One of Minnesota Vikings running back Adrian Peterson's sons has died at a South Dakota hospital, according to the Sioux Falls Police Department.

In a brief phone interview with the Pioneer Press, Nelson Peterson, the boy's grandfather, said the child was not Adrian Jr. but another grandson.

"All I can say is, we are asking for prayers and for respect for our family as we deal with this tragic situation," Nelson Peterson said before the death was announced.

Adrian Peterson, excused from Vikings practice Thursday for what was described as a "personal matter," returned Friday but asked reporters to "respect my privacy" and not ask him about the specifics of the matter.

Adrian Peterson of the Vikings
Minnesota Vikings running back Adrian Peterson at Vikings training camp in Mankato, Minn., on Friday, July 26, 2013. (Pioneer Press: Ben Garvin) (Ben Garvin)

"I should start off by saying I really appreciate all the support that I've been receiving from fans, the Vikings organization," said Peterson, adding that he would definitely play Sunday against the Carolina Panthers at the Metrodome.

"You know, football is something I will always fall back on," he said. "It gets me through tough times. Just being around the guys in here, that's what I need in my life, guys supporting me, and just being able to go out and play this game I love. Things that I go through, I've said a thousand times, it helps me play this game to a different level.
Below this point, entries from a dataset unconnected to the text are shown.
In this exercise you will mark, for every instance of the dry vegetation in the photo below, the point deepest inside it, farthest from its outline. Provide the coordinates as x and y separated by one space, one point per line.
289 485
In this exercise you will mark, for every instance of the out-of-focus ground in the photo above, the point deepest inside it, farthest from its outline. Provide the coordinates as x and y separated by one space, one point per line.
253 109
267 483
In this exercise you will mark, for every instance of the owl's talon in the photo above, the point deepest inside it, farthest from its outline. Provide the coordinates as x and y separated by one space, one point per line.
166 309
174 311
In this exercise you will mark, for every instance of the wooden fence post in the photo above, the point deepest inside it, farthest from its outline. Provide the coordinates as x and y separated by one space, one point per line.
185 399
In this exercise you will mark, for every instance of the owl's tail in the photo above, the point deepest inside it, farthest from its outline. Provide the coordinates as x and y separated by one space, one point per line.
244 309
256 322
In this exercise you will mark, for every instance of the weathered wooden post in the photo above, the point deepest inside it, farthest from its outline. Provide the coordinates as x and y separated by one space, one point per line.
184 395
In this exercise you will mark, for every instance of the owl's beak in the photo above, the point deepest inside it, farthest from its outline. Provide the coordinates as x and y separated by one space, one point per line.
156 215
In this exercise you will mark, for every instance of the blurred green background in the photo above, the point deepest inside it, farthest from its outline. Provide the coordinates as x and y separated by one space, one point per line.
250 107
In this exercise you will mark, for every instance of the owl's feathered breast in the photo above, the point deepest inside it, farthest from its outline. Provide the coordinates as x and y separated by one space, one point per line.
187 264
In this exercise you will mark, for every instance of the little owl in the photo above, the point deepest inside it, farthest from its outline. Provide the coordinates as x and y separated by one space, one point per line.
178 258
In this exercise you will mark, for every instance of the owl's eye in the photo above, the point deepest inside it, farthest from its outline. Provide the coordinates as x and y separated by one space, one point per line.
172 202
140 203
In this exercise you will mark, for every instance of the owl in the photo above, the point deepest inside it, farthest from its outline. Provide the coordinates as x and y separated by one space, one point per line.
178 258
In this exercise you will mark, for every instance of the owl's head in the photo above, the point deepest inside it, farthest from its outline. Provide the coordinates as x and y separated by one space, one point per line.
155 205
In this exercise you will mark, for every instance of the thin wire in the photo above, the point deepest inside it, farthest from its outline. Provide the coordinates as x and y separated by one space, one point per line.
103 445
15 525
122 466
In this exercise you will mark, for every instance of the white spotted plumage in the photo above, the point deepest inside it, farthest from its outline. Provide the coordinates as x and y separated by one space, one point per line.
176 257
I'm able to kind of release a lot of my stress through this sport, so that's what I plan on doing."

An Argus Leader report identified Peterson on Thursday in Sioux Falls, S.D., where his son was then in critical condition after an alleged beating from a man dating the mother of the child, according to a report from TMZ.

Joseph Robert Patterson, 27, was arrested Wednesday on charges of aggravated assault and battery of an infant, according to Lincoln County Attorney Thomas Wollman. He made his first court appearance Friday and is being held on a $750,000 cash bond.

Joseph Patterson, who is charged with aggravated assault and aggravated battery on an infant, leaves the Lincoln County Courthouse after a hearing in
Joseph Patterson, who is charged with aggravated assault and aggravated battery on an infant, leaves the Lincoln County Courthouse after a hearing in Canton, S.D., on Friday, Oct. 11, 2013. ( AP Photo/Argus Leader, Joe Ahlquist)

At a news conference Friday morning, Sioux Falls police and county authorities refused to confirm Peterson was the father of the child -- but also said they had been in contact with "representatives" of the parents.

"We're not here to talk about the parents of this child," Wollman said. "We wouldn't talk in a normal case about who the parents are."

Wollman added that the extra national attention is not impeding the investigation.

Patterson called 911 shortly before 6 p.m. Wednesday to report a choking, according to police. At the hospital, it became clear the injuries were not an accident and were consistent with abuse, Sioux Falls police spokesman Sam Clemens said.

The relationship between the mother and Patterson was "fairly new," Clemens said. The child was alone with Patterson at an apartment complex when the 911 call was made

Vikings players rallied around Peterson, sending him text messages and offering their support Thursday and Friday.

"Being a father is the most precious part of your life," Vikings defensive end Jared Allen told the Pioneer Press. "You have to be there to support him. That's all it is, and I don't know what that entails, whether it's being a necessary distraction, or there to lend a comforting arm, hand, word, whatever it is.

"Everyone has different ways of going through things, so you give them their space, and if they reach out, you're there to do whatever they need. Too much emphasis gets put on football. We're all human beings, we all have real-life problems, and tragedy can strike anybody. I know Adrian is a man of faith, and God has a plan. All we can do is pray for him and lend a shoulder, a word or whatever it is. "

Tight end Kyle Rudolph said this reinforces that football isn't most important in their lives.

"We do everything we can to be there for Adrian. I know a lot of guys contacted him yesterday via text message or whatever, just to let him know that, 'Hey, we're here for you if you need anything. You're in our prayers, your family is in our prayers,' " Rudolph told the Pioneer Press. "We understand that Adrian is going through a lot. As teammates, while we're here at the facility, we can be there for him and try to make things as normal as possible."

Backup running back Toby Gerhart said situations like this show that the teammates are like brothers.

"It's cliched and everybody says, 'We've got each other's back when we go on a football field,' " Gerhart said. "But when something like this happens, it's truly a testament of being a teammate and how tight this family is. It's a tough situation."